Зимин пишет о СПИ: «Отсутствие явных следов лексики XVIII в. не случайно: ведь автор сознательно ставил перед собой цель написать песнь "старыми словесы"» (1963: 312; 2006: 281). Перед нами поразительно наивное представление, что для того, чтобы не вставить в текст ненароком слова позднего происхождения, автору достаточно поставить перед собой цель их избегать. Зимин не осознает, что для различения слов, возникших, скажем, сто лет назад и возникших тысячу лет назад, нужна целая этимологическая наука, опирающаяся на огромный арсенал исследованных памятников и родственных языков, а просто «образованный человек» в ответе на этот вопрос то и дело ошибался бы.

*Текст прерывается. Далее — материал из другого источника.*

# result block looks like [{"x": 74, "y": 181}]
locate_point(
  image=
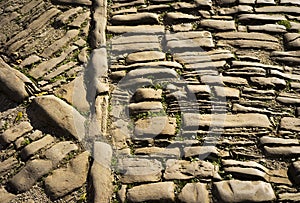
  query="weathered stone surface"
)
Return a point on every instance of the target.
[
  {"x": 146, "y": 94},
  {"x": 229, "y": 121},
  {"x": 267, "y": 140},
  {"x": 289, "y": 123},
  {"x": 32, "y": 148},
  {"x": 139, "y": 170},
  {"x": 14, "y": 83},
  {"x": 145, "y": 56},
  {"x": 65, "y": 180},
  {"x": 7, "y": 165},
  {"x": 194, "y": 193},
  {"x": 267, "y": 28},
  {"x": 161, "y": 192},
  {"x": 135, "y": 19},
  {"x": 53, "y": 113},
  {"x": 176, "y": 17},
  {"x": 243, "y": 191},
  {"x": 28, "y": 176},
  {"x": 6, "y": 197},
  {"x": 155, "y": 126},
  {"x": 218, "y": 24},
  {"x": 184, "y": 170},
  {"x": 80, "y": 2},
  {"x": 271, "y": 82},
  {"x": 194, "y": 40},
  {"x": 11, "y": 134}
]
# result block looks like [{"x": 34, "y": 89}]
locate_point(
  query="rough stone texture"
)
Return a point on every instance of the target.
[
  {"x": 242, "y": 191},
  {"x": 183, "y": 170},
  {"x": 194, "y": 193},
  {"x": 15, "y": 132},
  {"x": 65, "y": 180},
  {"x": 51, "y": 112},
  {"x": 15, "y": 84},
  {"x": 139, "y": 170},
  {"x": 161, "y": 192}
]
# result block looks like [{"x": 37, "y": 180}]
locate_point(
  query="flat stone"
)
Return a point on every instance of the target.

Зимину очень важно отстоять следующий тезис: «Если же исключить из лексики памятника слова, встречающиеся в Ипатьевской летописи и Задонщине, то в оставшемся лексическом пласте не обнаружится ни одного архаизма, за исключением нескольких чисто церковных слов и оборотов» (1963: 311). Но как же тогда быть с десятками слов СПИ, которых нет ни в Ипатьевской летописи и Задонщине, ни в современном литературном языке? Нужно как-то от них избавиться. Для слов, имеющихся в говорах, решение у Зимина, как мы уже видели, найдено: ни одно из этих слов не древнее, все они взяты сочинителем именно из этого говора. Но и после этого остается еще немало. Для некоторых слов удается найти какой-нибудь старый памятник, где это слово все же встретилось. Тогда такое слово можно объявить частью церковной традиции, которая дошла до нашего сочинителя (так, например, Зимин поступает с выражением лукъ съпряженъ, которое нашлось в переводе книги Флавия).
Но значительный остаток сохраняется и после этого. И тут уж ничего не остается, как объявить, что неизвестные слова попросту выдуманы сочинителем. Вот, например, что пишет Зимин по поводу знаменитого списка тюркских богатырей на службе у князя Ярослава (… брата моего Ярослава съ черниговьскими былями, съ могуты, и съ татраны, и съ шельбиры, и съ топчакы, и съ ревугы, и съ ольберы): «На наш взгляд, все эти "могуты", "ольберы" и прочие "были" появились под пером автора Слова в результате его чисто этимологическо-литературной работы: он включил в свой перечень ряд наименований, имеющих тюркские корни, разного происхождения, добавив ряд прозвищ, созданных им самим» (1963: 303; 2006: 263). Мы узнаем, например, что ольберы автор произвел от личного имени Олбырь, были «перекликаются» с польским bywalec'бывалый человек', и т. д. Не будем комментировать эту размашистую лингвистику, перечеркивающую все работы профессионалов-тюркологов. Заметим только, что одна лишь разница окончаний Т. мн. в этом ряду: -ями в былями при -ы в прочих названиях – уже ясно показывает, что список составлен не как попало, а в него входят слова двух разных склонений (а- и о-склонения). А слово быля'боярин, господин', именно с исходом на -я, известно по Супрасльскому кодексу и хронике Георгия Амартола; добавим сюда древнеболгарскую надгробную надпись X века сьде лежитъ Мостичь чрьгоубыл… (где выступает составной титул «чергубыля», со словом был во второй части). А слово могутъ'богатырь, титан', 'могущественный властитель', именно с исходом на -ъ, известно, например, из Чудовского Нового Завета XIV в. (И. ед.